Here, you can see that both of my callback invocations are wrapped in a return statement in the form of:

  • return( failHandler() );

Now, when I run the above code, I get the appropriate console output:

Fail :(

As you can see, the return() statement defined the technical termination of the function after the callback invocation defined the "intended" termination of the function.

Technically, the return() statement is only required within the guard statement; however, forgetting to use return() is a mistake that I make often. As such, I try to use return() statements with all of my callback invocations as a means to drill the concept into my head.




Reader Comments

So this will just show that I learned old time procedural programming, but I always create a return variable and set that in the various parts of the function. Then I return the variable at the end of the function.

One entry point, one exit point. Today's programmers use exit points like old programmers used GOTOs... poorly.

Believe it or not I've helped a lot of people to fix problems with their stuff just by forcing them to use one entry, one exit.

Reply to this Comment

@Steve,

I think using a single Return statement at the end of your function works well because it is a "rule." I'm not sure there is anything implicitly more valuable about it other than that. After all, the placement of a return variable doesn't shed any insight into where / how that variable was set until you actually read through the code.

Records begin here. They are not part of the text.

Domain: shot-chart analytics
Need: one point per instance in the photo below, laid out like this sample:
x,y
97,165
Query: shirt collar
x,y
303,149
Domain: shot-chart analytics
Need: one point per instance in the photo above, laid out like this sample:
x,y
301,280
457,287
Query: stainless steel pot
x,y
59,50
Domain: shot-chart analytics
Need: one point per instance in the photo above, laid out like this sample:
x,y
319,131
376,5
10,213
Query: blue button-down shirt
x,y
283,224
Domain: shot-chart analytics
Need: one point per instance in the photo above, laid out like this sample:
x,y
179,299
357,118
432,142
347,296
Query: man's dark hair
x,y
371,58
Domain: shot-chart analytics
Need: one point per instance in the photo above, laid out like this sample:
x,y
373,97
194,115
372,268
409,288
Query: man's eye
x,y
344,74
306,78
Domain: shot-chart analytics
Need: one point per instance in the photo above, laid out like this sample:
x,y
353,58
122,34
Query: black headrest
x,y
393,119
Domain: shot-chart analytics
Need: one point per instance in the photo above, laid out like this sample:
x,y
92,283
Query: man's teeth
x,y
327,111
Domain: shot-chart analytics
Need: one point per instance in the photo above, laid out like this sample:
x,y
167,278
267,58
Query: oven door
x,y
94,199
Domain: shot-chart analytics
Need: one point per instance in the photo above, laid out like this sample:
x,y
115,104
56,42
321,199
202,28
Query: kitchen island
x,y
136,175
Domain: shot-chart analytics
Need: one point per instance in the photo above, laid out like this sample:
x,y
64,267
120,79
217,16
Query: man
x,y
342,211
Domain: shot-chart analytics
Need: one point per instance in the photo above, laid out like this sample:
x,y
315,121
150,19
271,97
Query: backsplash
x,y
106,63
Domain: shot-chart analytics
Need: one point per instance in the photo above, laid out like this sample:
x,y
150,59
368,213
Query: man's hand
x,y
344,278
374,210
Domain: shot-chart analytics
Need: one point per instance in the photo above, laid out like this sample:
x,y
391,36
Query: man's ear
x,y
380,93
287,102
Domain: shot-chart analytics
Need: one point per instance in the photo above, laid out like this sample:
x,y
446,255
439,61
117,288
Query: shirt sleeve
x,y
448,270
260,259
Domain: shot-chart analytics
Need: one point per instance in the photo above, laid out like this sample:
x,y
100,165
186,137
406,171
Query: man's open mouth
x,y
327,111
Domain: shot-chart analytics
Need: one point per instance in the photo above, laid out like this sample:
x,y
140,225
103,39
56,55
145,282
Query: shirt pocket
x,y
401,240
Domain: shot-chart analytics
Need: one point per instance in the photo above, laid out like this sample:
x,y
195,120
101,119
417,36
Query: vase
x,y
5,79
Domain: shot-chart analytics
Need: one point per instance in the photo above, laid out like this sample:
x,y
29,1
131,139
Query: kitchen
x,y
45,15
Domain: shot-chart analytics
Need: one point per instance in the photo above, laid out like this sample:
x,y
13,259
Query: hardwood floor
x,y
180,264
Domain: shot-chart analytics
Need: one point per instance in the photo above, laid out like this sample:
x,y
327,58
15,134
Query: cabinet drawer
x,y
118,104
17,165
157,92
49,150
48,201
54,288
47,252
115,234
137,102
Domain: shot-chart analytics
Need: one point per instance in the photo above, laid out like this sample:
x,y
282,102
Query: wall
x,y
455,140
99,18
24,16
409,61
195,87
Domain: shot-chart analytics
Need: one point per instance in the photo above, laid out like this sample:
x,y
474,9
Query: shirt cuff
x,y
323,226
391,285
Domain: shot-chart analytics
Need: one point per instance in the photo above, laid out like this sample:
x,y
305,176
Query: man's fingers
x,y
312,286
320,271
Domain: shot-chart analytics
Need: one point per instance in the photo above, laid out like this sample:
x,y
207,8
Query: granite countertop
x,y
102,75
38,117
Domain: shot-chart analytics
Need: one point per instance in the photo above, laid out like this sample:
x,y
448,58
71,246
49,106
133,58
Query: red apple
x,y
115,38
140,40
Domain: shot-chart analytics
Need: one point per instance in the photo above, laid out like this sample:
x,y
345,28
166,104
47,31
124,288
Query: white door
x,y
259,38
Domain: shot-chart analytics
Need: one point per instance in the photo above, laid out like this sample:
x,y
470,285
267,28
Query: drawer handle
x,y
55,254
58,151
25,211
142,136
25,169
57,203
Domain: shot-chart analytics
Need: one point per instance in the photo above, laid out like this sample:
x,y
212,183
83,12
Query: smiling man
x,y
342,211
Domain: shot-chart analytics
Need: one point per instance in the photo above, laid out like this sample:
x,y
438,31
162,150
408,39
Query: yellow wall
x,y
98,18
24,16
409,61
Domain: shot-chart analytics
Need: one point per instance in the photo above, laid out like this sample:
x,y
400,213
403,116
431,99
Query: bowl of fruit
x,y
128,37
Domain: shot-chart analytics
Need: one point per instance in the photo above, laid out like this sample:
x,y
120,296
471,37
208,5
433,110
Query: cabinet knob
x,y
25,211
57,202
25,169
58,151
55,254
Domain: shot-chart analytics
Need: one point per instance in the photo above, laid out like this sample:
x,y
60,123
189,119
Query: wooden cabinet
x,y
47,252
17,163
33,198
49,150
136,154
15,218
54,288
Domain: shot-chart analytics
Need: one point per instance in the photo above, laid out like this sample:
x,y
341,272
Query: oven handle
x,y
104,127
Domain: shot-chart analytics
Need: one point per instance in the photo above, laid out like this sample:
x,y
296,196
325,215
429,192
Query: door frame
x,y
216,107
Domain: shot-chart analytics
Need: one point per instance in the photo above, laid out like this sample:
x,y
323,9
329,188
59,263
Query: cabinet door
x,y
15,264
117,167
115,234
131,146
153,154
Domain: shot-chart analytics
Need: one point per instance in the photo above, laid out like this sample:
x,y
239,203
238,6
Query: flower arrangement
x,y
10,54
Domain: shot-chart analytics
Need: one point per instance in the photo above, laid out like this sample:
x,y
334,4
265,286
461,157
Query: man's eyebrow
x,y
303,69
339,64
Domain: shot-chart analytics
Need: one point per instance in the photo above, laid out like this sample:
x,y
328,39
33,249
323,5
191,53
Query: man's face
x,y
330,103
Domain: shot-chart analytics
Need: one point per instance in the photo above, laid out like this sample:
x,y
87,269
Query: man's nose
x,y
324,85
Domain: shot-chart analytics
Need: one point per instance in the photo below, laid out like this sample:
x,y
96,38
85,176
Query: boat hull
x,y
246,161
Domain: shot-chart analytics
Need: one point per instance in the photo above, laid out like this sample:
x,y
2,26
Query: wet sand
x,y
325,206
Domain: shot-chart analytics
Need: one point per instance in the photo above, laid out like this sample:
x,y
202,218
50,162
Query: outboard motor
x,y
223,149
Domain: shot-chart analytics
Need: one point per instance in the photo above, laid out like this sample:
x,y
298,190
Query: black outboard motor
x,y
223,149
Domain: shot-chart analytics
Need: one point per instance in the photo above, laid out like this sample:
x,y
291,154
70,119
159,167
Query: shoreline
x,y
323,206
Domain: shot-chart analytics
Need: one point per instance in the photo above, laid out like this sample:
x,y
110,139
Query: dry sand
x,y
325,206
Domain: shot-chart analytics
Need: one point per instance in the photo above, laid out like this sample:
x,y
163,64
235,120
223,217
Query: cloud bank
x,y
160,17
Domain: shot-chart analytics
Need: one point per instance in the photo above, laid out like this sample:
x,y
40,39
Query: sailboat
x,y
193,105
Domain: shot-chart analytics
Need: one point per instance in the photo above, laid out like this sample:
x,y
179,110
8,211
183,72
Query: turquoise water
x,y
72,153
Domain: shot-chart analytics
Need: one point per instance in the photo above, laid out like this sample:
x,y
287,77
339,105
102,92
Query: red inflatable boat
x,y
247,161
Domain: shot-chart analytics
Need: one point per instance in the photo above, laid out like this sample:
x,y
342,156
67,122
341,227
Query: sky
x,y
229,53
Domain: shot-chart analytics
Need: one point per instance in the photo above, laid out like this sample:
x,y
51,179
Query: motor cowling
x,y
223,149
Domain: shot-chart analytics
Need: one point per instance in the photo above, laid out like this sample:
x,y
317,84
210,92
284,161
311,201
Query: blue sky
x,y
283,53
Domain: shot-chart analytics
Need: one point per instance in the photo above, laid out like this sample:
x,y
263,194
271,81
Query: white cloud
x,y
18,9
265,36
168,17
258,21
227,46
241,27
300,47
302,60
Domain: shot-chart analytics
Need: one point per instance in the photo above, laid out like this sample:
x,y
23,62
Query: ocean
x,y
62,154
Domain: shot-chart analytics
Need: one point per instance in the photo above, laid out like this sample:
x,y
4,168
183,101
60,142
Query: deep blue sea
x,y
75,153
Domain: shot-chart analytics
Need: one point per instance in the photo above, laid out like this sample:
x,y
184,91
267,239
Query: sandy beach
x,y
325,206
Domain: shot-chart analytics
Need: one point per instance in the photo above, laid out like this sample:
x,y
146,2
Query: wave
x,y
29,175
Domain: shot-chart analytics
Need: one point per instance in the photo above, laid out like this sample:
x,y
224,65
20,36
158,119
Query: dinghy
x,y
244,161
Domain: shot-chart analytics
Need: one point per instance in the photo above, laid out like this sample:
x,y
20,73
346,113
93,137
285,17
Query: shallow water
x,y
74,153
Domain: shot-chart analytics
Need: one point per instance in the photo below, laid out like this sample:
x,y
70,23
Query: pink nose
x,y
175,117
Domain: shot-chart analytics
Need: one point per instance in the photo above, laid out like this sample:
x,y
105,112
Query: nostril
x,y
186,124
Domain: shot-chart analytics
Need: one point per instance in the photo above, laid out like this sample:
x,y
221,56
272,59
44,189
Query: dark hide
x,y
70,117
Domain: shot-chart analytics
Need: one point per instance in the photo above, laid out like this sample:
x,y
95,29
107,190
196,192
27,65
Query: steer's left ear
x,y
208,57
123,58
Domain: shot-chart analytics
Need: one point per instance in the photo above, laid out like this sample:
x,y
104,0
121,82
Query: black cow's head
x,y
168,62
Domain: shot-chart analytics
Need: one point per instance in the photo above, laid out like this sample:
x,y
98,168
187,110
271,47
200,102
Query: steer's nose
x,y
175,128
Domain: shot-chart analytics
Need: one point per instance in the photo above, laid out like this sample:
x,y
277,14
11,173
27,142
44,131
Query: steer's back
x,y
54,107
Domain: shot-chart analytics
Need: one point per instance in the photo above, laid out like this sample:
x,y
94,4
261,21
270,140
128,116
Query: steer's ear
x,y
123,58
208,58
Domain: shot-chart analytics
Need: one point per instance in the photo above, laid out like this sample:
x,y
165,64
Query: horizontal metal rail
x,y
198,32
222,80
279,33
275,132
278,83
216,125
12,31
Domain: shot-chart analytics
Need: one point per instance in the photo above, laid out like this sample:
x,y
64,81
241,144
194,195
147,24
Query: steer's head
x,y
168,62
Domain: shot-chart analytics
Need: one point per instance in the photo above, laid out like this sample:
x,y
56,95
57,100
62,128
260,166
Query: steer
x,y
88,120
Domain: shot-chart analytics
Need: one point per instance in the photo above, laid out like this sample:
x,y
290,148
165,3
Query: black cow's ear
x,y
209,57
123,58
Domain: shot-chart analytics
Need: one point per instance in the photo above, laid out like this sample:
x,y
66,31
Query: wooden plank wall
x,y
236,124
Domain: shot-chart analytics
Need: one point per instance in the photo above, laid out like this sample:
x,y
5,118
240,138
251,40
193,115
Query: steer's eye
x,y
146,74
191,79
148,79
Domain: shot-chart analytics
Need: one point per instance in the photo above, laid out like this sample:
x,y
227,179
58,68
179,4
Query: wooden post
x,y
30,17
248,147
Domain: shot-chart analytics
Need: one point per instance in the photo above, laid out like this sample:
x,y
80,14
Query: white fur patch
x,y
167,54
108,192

The reasons I make mistakes with the callbacks is not because they are mid-function - it's because I didn't really have a "rule" about how to use them. As long as I am dedicated to wrapping my callback invocation in return(), then I think I should only incur the same problems that setting a return variable would incur.

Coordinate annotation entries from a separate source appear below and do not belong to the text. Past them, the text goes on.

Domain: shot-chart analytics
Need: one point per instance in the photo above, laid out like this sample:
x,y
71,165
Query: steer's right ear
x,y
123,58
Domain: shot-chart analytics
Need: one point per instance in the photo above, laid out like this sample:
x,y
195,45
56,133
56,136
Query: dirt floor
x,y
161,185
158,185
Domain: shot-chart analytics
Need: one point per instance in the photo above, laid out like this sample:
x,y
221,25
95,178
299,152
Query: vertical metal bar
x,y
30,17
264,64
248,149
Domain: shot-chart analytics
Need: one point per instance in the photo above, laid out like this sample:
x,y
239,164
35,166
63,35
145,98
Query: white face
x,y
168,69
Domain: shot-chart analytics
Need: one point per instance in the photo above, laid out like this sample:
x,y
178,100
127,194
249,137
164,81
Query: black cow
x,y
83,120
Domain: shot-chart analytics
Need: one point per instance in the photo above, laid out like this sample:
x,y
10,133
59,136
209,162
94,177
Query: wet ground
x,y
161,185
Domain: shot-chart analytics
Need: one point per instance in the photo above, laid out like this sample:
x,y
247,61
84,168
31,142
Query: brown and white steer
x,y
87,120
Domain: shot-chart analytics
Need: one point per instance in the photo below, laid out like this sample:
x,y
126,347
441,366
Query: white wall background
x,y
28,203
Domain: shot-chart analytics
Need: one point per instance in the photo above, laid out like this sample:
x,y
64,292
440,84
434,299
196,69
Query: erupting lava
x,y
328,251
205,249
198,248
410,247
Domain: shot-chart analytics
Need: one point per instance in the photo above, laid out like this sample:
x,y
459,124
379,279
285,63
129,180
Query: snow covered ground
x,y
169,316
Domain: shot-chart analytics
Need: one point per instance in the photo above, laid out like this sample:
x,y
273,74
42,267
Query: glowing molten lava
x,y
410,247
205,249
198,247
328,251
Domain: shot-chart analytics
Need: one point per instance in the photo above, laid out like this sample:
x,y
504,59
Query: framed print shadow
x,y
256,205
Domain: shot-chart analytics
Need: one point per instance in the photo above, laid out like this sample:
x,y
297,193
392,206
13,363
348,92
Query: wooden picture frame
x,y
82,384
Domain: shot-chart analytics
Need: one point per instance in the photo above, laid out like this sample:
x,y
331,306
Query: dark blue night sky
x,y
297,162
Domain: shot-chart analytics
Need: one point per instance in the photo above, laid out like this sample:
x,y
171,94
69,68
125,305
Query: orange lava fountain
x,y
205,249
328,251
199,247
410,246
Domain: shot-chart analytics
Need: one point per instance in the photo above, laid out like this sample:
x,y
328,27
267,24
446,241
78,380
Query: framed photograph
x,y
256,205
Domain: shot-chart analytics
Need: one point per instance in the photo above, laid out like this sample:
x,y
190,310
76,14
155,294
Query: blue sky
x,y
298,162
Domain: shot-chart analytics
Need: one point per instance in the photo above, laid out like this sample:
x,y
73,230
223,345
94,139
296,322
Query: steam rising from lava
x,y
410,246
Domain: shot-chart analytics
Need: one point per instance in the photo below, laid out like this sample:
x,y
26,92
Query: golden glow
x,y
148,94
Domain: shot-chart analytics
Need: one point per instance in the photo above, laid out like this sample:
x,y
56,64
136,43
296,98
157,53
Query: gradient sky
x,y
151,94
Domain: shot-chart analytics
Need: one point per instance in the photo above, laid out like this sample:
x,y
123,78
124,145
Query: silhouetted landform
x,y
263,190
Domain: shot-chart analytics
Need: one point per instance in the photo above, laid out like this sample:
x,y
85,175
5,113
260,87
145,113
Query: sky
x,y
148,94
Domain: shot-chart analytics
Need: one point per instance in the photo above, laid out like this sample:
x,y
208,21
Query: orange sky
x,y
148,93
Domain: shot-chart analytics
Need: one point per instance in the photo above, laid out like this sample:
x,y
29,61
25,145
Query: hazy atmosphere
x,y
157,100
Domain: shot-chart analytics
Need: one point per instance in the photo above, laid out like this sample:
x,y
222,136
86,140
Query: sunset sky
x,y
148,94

As with all things, I think errors are minimized as long as you are cognizant and mindful about your approach. Then, whichever approach you use becomes less of an issue.

Reply to this Comment

var successHandler = function(){

document.write( "Success!" );

};

// ------ Define a fail handler.
var failHandler = function(){

document.write( "Fail" );

};

// ------ Now, let's create a mock function that makes use of the success and fail callback handlers.*/
var doSomething = function( successHandler, failHandler ){
1===1 ? failHandler() : successHandler() ;

};

// ------ Invoke the callback-oriented method.
doSomething( successHandler, failHandler );

Reply to this Comment

@David,

Ah, I see what you're saying. Definitely, if it came down to simply calling one or the other, the ternary operator would be nice.

Reply to this Comment

Technically, the ternary operator suggests there are only two possible conditions. You define a predicate, the consequent, and the ONLY alternative. If there were more than one alternative, you would wish to use a switch-case or if-else. Your approach could become unwieldy if new logic was introduced, because you have multiple returns that end the Flow.

For example:
if (1===1)
{
continue
} else {
return; //stop the flow
}
//throw new Error();

By suggesting there are alternative conditions, when someone else comes along and adds to the method body, condition 1 will allow the code to run and the throw to get called. Condition 2 will execute the return. If you only have two possible conditions, the ternary operator helps to enforce the logic.

I guess the example is weird in that it returns a function, too. you're returning a method you are invoking, too. You want to call the function and end the operation. Yet, there is 1 consequent and one alternative, so why call a return?